Family Photo Management

Post still in work

Our family pictures were scattered over several computers, each with a unique photo management application. In an effort to get a good backup in place. I moved all my pictures to one computer where I accidentally deleted them. (Long story.) I was able to recover them all, but I had numerous duplicates and huge amounts of other image junk. To make matters much more complicated. I accidentally moved all files into one directory with super-long file names that represented their paths. (Another long story.) Yes, I should have built backups. Lesson learned. In any case, while scripting super-powers can sometimes get you into trouble, the only way to get out of them is with some good scripts.

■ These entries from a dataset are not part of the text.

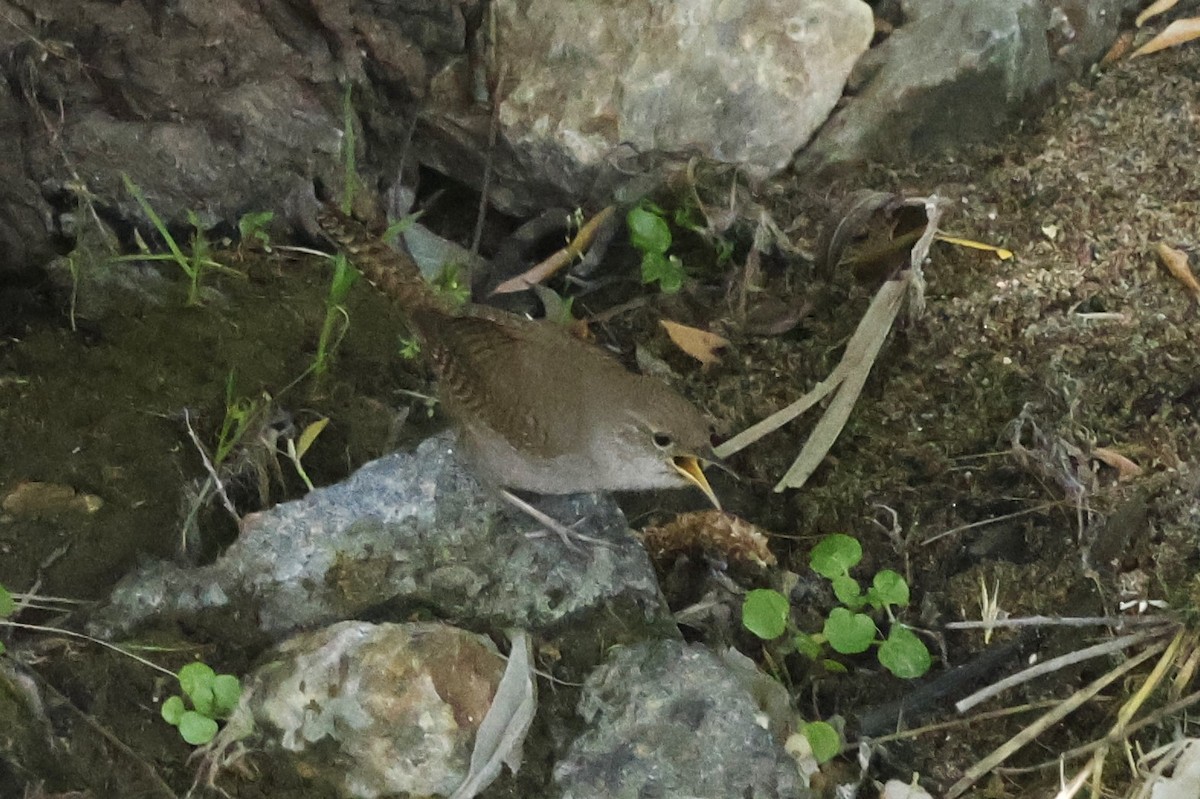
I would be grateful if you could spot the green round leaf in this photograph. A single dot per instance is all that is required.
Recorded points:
(823, 740)
(807, 646)
(849, 632)
(226, 692)
(6, 605)
(835, 554)
(847, 592)
(196, 676)
(765, 613)
(666, 271)
(904, 654)
(647, 230)
(889, 588)
(197, 730)
(173, 710)
(203, 701)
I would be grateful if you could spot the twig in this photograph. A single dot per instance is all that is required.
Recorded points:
(1087, 749)
(210, 468)
(1053, 665)
(485, 187)
(72, 634)
(1065, 622)
(989, 521)
(1068, 706)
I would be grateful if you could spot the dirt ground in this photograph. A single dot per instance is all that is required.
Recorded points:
(981, 451)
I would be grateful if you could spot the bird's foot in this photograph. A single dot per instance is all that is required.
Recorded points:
(551, 524)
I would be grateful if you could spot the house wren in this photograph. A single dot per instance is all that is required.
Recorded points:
(537, 409)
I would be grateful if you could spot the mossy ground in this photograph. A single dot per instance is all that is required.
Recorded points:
(1083, 331)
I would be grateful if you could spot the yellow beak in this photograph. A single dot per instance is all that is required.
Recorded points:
(689, 467)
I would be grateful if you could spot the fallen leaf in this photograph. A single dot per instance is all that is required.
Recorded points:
(1153, 10)
(1177, 32)
(310, 434)
(1126, 468)
(699, 343)
(1176, 263)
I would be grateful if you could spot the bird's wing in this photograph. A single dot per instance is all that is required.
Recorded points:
(484, 371)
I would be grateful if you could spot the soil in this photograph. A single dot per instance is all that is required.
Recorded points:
(979, 452)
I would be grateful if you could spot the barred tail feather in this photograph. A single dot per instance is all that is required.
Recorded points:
(393, 272)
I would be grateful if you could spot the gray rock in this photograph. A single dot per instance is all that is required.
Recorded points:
(672, 720)
(957, 71)
(589, 101)
(407, 530)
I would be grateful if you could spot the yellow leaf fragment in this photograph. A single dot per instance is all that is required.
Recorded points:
(699, 343)
(1126, 468)
(310, 434)
(1003, 254)
(1177, 32)
(1176, 263)
(1153, 10)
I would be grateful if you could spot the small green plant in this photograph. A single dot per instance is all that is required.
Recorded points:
(409, 347)
(450, 283)
(193, 265)
(211, 696)
(847, 630)
(240, 415)
(252, 229)
(651, 234)
(331, 334)
(823, 739)
(6, 608)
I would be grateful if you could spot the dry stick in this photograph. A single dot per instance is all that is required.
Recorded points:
(575, 248)
(1134, 703)
(1087, 749)
(210, 468)
(834, 419)
(858, 350)
(1068, 706)
(1065, 622)
(989, 521)
(1053, 665)
(487, 163)
(915, 732)
(72, 634)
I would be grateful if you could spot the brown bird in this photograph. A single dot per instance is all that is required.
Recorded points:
(537, 409)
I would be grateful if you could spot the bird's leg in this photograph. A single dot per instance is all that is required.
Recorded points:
(567, 534)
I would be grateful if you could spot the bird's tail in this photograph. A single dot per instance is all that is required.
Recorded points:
(393, 272)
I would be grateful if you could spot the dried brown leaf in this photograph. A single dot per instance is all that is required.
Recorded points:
(1126, 468)
(1176, 263)
(1120, 47)
(699, 343)
(1177, 32)
(714, 532)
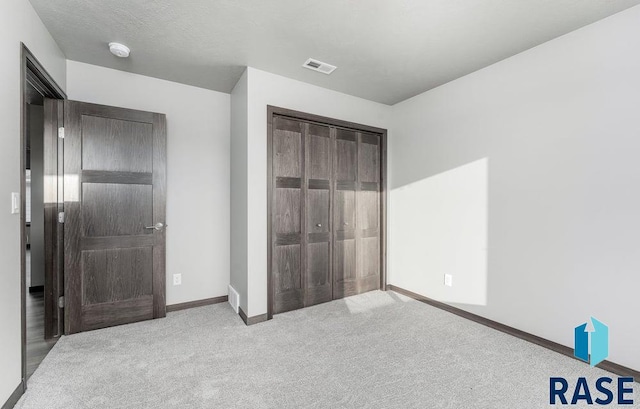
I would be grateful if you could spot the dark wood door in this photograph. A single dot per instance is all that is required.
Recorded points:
(319, 175)
(357, 213)
(114, 195)
(287, 219)
(325, 218)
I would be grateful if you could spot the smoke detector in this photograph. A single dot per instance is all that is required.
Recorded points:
(319, 66)
(119, 50)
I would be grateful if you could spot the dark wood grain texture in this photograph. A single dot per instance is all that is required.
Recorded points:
(52, 239)
(115, 265)
(288, 218)
(197, 303)
(554, 346)
(135, 178)
(33, 72)
(160, 214)
(340, 206)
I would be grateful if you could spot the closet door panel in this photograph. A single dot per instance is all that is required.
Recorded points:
(318, 214)
(318, 273)
(319, 155)
(318, 229)
(287, 215)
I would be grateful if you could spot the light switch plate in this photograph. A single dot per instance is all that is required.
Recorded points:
(15, 203)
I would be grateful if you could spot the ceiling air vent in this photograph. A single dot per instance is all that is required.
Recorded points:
(319, 66)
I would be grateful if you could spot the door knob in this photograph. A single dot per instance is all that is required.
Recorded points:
(158, 226)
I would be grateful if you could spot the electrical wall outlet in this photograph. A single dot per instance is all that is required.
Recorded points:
(177, 279)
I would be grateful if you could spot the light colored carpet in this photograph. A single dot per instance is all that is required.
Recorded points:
(375, 350)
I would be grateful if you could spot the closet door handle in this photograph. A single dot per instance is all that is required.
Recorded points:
(157, 226)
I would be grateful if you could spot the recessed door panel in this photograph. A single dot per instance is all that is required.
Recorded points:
(368, 210)
(287, 211)
(110, 144)
(369, 161)
(345, 207)
(369, 257)
(346, 160)
(287, 268)
(318, 213)
(319, 152)
(345, 261)
(111, 209)
(114, 192)
(117, 274)
(287, 161)
(287, 215)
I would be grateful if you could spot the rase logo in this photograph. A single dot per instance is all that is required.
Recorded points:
(591, 347)
(598, 339)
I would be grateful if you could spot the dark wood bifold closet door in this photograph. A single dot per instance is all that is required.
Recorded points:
(357, 253)
(114, 189)
(319, 224)
(288, 203)
(326, 218)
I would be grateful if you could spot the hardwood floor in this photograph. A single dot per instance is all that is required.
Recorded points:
(37, 346)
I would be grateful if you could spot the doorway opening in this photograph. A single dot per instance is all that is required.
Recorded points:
(39, 236)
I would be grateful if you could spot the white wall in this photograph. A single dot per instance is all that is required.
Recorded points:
(18, 23)
(198, 170)
(558, 128)
(269, 89)
(239, 191)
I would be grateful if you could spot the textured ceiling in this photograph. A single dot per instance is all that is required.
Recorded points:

We have decided to use Lightroom on Windows as a photo-management application. Our windows machines have a huge amount of storage that we can build out quickly with cheap hard drives. However, you can imagine one problem I have to solve is to eliminate a huge amount of duplicate images at different size, and to get rid of junk images.

Removing duplicates

I wrote the following code in Matlab to find duplicates and bin very dark images. It scans the directory for all images, reduces their size, computes an image histogram, which it then wraps into 16 sections, that are summed and normalized. I then run a 2-d correlation coefficient on each possible combination.

$$
r = \frac{
\sum_m \sum_n \left(A_{mn} – \hat A \right) \left(B_{mn} – \hat B \right)
}{
\sqrt{
\left(
\sum_m \sum_n \left(A_{mn} – \hat A \right)^2
\right)
\left(
\sum_m \sum_n \left(B_{mn} – \hat B \right)^2
\right)
}
}
$$

The result are comparisons such as this one.

comparison

And a histogram of the correlation coefficients shows a high degree of correlation in general.

histogram

My goal is to use this to keep the biggest photo and put the others in a directory of the same name. More to come, after I get some help.